I can’t say I’ve thrown a lot of Kentucky Derby parties.
I can’t say I’ve been to many.
Okay, I haven’t been to any, and yes, I googled “Kentucky Derby Party” when I started thinking about this challenge.
So experience-wise I’m a little behind the other ladies to say the least. But I was determined to make a good showing.
From my research, I kept coming across recipes involving pimento cheese and bourbon—a lot of bourbon.
Now this is not completely shocking, since a lot of good southern recipes (and many of Damaris's, Terra's and Becca's) involve one or the other.
And as I thought about the cheese and the bourbon, I began to lean towards making sliders.
But I wanted to bring a "Meat On The Side" spin to the dish—while of course keeping it simple and sticking to the challenge of using 10 ingredients or less.
So I decided to simmer some portobello mushroom tops in bourbon, lemonade, and brown sugar and then smother those in classic pimento cheese (I used Damaris’s pimento cheese recipe, because why mess with the best?!).
And by re-purposing the lemonade and bourbon that remained after I made my sauce, I was able to mix up a tasty cocktail—all while using only 10 ingredients and getting a party's worth of sliders done in 30 minutes!
Now I just need to get some other New Yorkers excited about the Derby (and I think these sliders and bourbon will do the trick!) so we can enjoy Saturday afternoon together, Southern-style!
My 10 Ingredients:
1. cream cheese
3. garlic powder
4. cheddar cheese
6. portobello mushroom caps
7. olive oil
9. light brown sugar
10. slider buns
kosher salt + ground black pepper ("free" ingredients)
Bourbon-Braised Portobello + Pimento Cheese Sliders
- 4 ounces cream cheese
- ¼ cup mayonnaise
- 1 teaspoon garlic powder
- 1 teaspoon kosher salt
- ¼ teaspoon ground black pepper
- 8 ounces shredded sharp cheddar cheese
- One 4-ounce jar sliced pimentos (about ¼ cup), drained
- 12 to 16 portobello mushroom caps (12 if they are large, 16 if they are small)
- 2 tablespoons olive oil
- 1 cup lemonade (+ more for cocktails!)
- ½ cup bourbon (4 ounces)
- 4 tablespoons packed light brown sugar
- 16 slider buns
- Preheat the oven to 200°F. Add the cream cheese, mayonnaise, garlic powder, ½ teaspoon of the salt, and the pepper to the bowl of a food processor, and combine until smooth.
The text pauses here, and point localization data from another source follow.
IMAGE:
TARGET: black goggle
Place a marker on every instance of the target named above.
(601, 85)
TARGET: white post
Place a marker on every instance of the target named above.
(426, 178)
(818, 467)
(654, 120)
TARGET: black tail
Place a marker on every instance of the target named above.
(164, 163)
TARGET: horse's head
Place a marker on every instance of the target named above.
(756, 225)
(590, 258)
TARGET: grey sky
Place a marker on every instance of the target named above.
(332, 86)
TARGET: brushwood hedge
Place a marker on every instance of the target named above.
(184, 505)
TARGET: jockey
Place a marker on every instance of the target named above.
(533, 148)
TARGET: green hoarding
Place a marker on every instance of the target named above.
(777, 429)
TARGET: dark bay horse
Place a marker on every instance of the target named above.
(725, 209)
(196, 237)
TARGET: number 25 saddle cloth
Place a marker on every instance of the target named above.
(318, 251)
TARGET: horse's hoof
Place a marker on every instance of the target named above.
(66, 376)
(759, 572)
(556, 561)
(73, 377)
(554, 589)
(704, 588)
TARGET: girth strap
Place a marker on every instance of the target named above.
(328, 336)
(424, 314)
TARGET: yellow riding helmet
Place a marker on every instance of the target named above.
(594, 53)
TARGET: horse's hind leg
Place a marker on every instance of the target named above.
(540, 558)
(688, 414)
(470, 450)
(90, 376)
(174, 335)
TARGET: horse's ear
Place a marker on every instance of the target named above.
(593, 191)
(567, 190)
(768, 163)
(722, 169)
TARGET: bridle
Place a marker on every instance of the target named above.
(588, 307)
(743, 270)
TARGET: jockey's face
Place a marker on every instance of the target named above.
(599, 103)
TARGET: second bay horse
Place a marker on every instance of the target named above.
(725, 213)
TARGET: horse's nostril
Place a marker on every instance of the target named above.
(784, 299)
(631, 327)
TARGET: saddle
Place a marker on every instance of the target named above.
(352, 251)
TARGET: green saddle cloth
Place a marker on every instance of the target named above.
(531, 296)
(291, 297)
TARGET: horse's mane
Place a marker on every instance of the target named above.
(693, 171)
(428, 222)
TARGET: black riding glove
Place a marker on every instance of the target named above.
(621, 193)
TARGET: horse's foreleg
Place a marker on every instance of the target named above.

Transfer the mixture to a medium bowl, then fold in the cheddar and pimentos and set aside.
- Remove the stems from the mushrooms, then cut off the mushrooms’ gills and curved edges so that the bottoms are flat. Working with two large pans, heat 1 tablespoon of the olive oil in each pan over medium-high heat, then add half of the mushrooms to each pan (if you don’t have two large skillets, you can work in batches with one pan). Cook the mushrooms until they are just beginning to brown—about 3 minutes per side. Meanwhile, in a small bowl, combine the lemonade, bourbon, brown sugar, and remaining ½ teaspoon of salt.
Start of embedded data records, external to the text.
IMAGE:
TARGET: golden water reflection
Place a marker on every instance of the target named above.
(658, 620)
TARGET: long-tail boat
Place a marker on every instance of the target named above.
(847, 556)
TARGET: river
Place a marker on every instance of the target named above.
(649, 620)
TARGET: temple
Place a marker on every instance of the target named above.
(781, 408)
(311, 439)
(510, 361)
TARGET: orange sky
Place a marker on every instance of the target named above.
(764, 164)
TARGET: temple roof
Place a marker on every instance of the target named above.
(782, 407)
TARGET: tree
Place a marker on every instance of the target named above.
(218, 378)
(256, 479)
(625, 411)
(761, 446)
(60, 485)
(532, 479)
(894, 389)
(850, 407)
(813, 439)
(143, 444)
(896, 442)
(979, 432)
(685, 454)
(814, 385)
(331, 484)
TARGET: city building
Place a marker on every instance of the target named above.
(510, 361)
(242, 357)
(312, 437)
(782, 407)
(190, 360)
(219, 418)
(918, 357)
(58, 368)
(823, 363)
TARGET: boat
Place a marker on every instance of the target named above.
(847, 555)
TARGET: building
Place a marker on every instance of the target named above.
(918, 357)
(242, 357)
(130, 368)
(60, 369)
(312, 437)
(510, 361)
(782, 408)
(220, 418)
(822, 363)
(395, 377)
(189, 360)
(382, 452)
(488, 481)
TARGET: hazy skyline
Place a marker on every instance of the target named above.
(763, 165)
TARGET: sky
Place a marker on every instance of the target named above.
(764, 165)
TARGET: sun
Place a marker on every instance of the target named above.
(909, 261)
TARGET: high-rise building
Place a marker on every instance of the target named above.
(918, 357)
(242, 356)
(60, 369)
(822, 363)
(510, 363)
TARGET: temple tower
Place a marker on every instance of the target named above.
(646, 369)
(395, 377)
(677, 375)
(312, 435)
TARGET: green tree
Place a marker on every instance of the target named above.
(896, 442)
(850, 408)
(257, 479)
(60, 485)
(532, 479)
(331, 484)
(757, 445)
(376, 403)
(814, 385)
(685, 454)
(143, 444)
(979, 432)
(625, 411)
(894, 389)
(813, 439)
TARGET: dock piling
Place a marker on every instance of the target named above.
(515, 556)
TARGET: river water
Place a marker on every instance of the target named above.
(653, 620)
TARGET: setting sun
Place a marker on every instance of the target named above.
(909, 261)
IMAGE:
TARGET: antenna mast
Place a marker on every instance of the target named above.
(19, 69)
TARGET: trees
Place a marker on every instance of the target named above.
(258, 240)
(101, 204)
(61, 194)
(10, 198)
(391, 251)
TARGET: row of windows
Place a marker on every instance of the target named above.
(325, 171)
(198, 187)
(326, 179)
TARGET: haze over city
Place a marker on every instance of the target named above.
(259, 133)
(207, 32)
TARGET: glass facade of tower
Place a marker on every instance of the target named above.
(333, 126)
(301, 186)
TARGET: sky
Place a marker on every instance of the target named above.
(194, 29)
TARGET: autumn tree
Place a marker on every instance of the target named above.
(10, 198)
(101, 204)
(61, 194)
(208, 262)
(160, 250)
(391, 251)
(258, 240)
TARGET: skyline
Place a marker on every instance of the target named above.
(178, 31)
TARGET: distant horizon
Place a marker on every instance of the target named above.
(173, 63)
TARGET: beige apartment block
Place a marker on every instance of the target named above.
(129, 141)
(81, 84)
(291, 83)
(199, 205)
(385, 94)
- With the mushrooms still in the pans, turn the heat to low and add half of the bourbon mixture to each pan. When the bubbles subside, turn the heat to medium and continue cooking, flipping the mushrooms occasionally, until the mushrooms are well-browned and the liquid has reduced by three-quarters (there will be about 2 tablespoons of liquid remaining in each pan) and is thick and syrupy—about 6 to 8 minutes.
- Transfer the mushrooms from the pan to a baking sheet to keep them warm in the oven until you are ready to serve them. When you are ready to serve, trim the mushrooms if necessary to fit your slider buns. Place a mushroom square on the bottom of each slider bun, then top with 1 tablespoon of the pimento cheese spread along with the top bun. You will have about 1 cup of cheese spread leftover to use as a dip or spread!
- Combine ½ cup (4 ounces) of the lemonade with ¼ cup (2 ounces) of the bourbon. Cheers!